Ce qu’il voyait ne pouvait pas être là, sauf si le loup et lui lévitaient très au-dessus du sol. De Tire-d’Aile et de son propre corps, il ne voyait plus rien, comme s’ils étaient désincarnés – une idée qui retournait l’estomac du jeune homme – mais au-dessous d’eux, comme si un millier de lampes l’éclairaient, s’étendait une forêt de miroirs qui semblait reposer sur un sol plan lui-même en suspension dans un océan de ténèbres. Cette immense muraille réfléchissante occupait tout l’espace, aussi loin que portât la vue, mais juste sous les pieds de Perrin, il y avait une zone dégagée.

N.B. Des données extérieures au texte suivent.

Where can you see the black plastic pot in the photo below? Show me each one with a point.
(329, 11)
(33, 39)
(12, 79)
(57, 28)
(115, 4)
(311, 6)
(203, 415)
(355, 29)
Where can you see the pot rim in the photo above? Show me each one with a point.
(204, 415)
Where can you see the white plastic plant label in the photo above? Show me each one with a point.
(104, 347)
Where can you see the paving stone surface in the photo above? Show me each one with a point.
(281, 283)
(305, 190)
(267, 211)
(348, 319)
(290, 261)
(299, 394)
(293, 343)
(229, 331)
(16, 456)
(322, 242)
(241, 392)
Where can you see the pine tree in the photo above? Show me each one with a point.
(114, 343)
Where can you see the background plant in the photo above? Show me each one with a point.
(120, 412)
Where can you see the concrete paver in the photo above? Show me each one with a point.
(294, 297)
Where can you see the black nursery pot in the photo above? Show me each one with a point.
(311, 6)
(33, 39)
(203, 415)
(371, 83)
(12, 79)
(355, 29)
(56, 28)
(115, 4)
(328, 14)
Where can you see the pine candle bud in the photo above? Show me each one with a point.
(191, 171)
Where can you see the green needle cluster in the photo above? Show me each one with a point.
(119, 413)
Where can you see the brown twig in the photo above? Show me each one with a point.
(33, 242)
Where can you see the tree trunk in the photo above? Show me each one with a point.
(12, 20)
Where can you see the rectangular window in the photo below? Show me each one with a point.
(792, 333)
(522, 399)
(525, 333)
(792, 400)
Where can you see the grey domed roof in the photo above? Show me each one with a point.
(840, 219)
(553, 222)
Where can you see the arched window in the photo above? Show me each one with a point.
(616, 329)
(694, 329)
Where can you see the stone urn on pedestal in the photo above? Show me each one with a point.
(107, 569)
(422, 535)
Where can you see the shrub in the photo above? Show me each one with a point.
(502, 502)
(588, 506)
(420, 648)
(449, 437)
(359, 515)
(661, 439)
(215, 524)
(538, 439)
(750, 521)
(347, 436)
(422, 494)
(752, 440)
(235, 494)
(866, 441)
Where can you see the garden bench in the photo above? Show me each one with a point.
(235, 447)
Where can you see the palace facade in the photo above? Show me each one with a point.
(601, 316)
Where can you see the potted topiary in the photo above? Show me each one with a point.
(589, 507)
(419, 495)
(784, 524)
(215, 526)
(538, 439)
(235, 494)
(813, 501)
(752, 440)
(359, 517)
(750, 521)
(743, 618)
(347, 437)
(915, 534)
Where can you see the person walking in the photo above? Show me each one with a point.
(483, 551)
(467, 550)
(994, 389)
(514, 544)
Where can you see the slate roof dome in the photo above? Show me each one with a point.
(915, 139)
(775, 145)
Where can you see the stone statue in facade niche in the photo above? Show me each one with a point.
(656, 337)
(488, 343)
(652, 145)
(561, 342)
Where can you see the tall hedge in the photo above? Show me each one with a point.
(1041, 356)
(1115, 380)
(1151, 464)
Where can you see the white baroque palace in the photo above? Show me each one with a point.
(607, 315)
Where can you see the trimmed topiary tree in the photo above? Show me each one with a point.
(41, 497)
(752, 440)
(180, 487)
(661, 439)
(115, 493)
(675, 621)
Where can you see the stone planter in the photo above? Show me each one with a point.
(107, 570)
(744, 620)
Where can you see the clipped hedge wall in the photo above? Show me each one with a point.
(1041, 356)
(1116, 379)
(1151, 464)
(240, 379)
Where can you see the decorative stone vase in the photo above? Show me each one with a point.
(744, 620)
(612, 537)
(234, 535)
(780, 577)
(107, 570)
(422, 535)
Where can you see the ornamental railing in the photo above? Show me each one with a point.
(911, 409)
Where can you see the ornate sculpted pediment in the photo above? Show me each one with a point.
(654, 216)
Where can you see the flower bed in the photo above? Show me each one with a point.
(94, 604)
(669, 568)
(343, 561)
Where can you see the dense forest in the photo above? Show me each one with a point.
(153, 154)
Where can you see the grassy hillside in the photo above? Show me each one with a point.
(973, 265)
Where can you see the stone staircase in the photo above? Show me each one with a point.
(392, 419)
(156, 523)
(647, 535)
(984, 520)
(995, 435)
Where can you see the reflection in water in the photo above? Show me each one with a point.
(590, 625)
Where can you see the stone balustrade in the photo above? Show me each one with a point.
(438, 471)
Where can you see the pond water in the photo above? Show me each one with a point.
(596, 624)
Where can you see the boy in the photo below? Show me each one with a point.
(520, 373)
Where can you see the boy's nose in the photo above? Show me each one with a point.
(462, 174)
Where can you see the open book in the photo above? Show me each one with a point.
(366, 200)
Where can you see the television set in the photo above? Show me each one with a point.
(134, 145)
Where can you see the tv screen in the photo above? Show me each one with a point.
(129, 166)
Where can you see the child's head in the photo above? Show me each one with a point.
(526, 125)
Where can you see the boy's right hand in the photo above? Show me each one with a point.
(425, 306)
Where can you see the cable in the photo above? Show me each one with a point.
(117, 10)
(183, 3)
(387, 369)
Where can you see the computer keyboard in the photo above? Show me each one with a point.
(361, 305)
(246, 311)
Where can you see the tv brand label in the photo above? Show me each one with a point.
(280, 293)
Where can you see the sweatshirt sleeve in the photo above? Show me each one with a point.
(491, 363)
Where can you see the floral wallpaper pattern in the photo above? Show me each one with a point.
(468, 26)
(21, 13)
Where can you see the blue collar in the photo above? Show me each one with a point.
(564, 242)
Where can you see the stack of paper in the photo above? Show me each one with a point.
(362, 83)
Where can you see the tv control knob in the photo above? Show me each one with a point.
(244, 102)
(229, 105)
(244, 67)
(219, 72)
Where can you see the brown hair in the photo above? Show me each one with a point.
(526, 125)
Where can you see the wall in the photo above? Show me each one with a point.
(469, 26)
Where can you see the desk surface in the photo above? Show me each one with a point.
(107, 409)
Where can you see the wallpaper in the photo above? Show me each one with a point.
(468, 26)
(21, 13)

Un espace où se tenaient des gens dont le jeune homme entendit soudain les voix – aussi clairement que s’il avait été parmi eux.

— Par le Grand Seigneur, dit un homme, où sommes-nous ?

Il regarda alentour, son image se réfléchissant à l’infini. Ses compagnons, tremblants de peur, formèrent un cercle serré autour de lui.

— Je dormais à Tar Valon, Grand Seigneur… Non ! Je suis en train de dormir à Tar Valon ! Où sommes-nous ? Ai-je perdu l’esprit ?

Dans le cercle, certains hommes arboraient de magnifiques vestes ornées de broderies. D’autres portaient des tenues banales, et d’autres enfin étaient en sous-vêtements, voire nus comme un ver.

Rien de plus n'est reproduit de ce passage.